For m_2, its radius of curvature tends to infinity (it can only move up-down => linear motion), therefore as explained above, centripetal force for m_2 is zero! Here it also true, because, v = 0 for m_2. (It is at rest, right?)

yes.

 

[klm]

ohh haha i should have noticed that! thanks though!

 

[klm]

ok so i am still confused about where to go from here. i know for m2, Fnety= t - mg = mv^2/r
and then for m1 i know that fnet= m v^2/r. and that m1 w= m1g, so fnet= m1g V^2/r

 

[saket]

i don't know -- maybe i m trying to over-help! still, i do not want u to have any confusion.. when we use the centripetal acceleration formula [viz. (v^2)/r], we are concerned with speed and radius of curvature of the particle in question. Therefore, speed and radius of curvature are different for m_1 and m_2. Do not take 'r' as the radius of curvature of m_2. It is in linear motion. 'r' is radius of curvature of m_1 because it is in circular motion with radius 'r'.

 

[saket]

Well, go through the following carefully, and try to figure out where you got confused. (It would be a good idea to post whatever confusions u had, later in this thread.
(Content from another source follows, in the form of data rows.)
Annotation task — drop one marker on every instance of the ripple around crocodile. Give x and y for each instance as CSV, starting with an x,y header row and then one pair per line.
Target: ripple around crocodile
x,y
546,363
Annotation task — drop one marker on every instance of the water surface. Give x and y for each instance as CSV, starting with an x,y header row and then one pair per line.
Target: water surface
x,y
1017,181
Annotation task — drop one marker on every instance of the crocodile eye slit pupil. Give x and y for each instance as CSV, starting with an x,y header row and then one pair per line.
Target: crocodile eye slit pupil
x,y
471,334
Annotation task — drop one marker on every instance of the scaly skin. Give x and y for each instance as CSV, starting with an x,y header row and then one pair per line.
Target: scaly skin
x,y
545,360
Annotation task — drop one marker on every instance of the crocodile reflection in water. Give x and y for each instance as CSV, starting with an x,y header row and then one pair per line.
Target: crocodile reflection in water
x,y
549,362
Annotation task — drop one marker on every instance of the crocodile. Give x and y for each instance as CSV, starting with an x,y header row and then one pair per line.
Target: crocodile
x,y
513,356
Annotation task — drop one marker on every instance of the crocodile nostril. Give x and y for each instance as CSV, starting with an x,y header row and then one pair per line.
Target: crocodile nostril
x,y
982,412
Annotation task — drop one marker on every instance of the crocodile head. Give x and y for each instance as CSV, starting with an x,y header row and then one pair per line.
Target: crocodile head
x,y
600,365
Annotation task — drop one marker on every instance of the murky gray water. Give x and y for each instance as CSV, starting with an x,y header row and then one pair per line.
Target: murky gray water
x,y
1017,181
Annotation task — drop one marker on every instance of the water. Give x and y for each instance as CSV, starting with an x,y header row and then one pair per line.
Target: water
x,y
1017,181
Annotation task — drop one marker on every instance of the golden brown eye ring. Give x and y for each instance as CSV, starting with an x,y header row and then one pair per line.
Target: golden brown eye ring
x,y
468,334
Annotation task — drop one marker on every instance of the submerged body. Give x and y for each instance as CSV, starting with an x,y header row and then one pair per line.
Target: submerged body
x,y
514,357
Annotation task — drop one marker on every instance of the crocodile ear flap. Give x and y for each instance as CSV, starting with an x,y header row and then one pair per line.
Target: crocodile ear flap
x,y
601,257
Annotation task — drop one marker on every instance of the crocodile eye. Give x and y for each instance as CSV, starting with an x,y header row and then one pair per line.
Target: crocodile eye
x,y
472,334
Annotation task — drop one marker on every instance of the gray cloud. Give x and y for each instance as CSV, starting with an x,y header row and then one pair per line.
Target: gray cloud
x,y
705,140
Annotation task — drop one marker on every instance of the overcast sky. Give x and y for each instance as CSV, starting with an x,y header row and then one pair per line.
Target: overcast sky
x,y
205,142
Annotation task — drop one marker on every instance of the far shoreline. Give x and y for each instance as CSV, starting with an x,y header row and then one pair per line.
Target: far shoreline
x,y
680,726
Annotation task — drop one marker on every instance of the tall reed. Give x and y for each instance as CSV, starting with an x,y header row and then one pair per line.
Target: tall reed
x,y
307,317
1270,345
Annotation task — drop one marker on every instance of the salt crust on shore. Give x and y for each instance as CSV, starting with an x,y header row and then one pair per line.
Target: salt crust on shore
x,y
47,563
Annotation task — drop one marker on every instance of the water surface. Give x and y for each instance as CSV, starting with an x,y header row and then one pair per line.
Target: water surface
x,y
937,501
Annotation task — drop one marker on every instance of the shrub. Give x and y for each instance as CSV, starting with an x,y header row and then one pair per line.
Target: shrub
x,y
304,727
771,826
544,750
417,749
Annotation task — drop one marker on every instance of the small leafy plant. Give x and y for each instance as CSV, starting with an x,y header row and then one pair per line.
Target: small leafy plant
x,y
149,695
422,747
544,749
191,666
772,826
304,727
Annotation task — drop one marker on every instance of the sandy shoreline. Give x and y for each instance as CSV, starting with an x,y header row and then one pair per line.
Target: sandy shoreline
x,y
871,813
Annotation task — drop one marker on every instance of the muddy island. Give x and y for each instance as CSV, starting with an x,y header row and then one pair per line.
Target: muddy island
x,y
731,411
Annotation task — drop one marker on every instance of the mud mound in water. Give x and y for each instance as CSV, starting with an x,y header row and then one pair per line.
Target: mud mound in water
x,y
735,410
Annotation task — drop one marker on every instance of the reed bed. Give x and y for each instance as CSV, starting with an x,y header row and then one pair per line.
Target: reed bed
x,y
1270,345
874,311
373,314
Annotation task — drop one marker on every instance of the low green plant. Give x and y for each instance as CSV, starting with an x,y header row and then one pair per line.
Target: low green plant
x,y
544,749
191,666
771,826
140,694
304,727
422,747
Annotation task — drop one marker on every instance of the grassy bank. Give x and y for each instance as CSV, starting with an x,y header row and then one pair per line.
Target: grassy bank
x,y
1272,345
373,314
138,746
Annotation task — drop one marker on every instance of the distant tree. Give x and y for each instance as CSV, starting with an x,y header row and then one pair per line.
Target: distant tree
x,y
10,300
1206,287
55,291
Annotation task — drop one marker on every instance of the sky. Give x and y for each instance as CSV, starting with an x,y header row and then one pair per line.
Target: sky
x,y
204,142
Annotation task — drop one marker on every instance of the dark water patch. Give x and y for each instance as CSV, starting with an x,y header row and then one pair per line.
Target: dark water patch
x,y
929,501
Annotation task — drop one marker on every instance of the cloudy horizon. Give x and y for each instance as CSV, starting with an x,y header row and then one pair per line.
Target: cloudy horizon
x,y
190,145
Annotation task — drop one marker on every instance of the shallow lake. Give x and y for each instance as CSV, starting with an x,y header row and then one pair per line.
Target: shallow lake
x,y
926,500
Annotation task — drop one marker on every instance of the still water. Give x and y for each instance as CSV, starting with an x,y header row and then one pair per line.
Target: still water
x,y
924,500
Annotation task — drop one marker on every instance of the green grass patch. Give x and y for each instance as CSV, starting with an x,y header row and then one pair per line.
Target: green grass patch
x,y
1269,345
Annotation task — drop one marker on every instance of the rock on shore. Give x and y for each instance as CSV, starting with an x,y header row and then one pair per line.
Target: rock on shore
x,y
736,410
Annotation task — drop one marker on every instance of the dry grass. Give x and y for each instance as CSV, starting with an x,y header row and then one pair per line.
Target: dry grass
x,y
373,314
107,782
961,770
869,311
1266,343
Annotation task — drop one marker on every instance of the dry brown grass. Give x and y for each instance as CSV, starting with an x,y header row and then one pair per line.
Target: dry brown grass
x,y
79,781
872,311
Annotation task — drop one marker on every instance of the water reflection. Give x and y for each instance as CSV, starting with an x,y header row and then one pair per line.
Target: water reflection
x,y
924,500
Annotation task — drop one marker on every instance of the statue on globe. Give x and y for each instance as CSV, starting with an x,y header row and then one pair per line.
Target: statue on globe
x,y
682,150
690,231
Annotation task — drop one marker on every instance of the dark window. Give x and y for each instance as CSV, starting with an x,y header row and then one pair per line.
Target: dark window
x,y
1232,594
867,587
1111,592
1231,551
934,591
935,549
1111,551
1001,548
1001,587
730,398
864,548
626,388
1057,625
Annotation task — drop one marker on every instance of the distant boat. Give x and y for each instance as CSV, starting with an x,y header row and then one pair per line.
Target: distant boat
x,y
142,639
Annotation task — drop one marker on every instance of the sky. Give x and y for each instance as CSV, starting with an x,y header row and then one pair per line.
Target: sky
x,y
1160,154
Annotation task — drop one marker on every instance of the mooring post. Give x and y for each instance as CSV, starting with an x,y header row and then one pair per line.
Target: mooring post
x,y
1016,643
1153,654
Also, try to post what u learned. -- These are for ur own benefit, believe it.)

m_2 is acted down by force due to gravity ( = m_2.g). But, it is hanging at rest => the net force on it must be zero. Only other force acting could be tension in the string. Therefore, T = m_2.g
Consider m_1. In vertical direction, weight and normal force cancel out each other. Now, m_1 is in circular motion. Therefore, it must have a centripetal acceleration, given by (v^2)/r. This acceleration can be provided to it only through the string. Thus, T = m_1.(v^2)/r.
I hope from the above two equations u would be able to conclude, the required speed.

 

[klm]

no i understand that i think.. ! i know that m1 and m2 are two sep. , but they have a relationship with each other b/c m2's tension is pulling on m1. i just don't understand how to relate the two to solve the problem.

 

[klm]

ok i have another stupid question- do weight and normal force always cancel each other out for centripetal force?

 

[Kurdt]

saket please don't take this personally but I do not think you're helping much. I'll reiterate again.

The force on m₁ is the weight of m₂. This has to be balanced by the centripetal force of m₁. Thus the weight of m₂, must equal the centripetal force of m₁.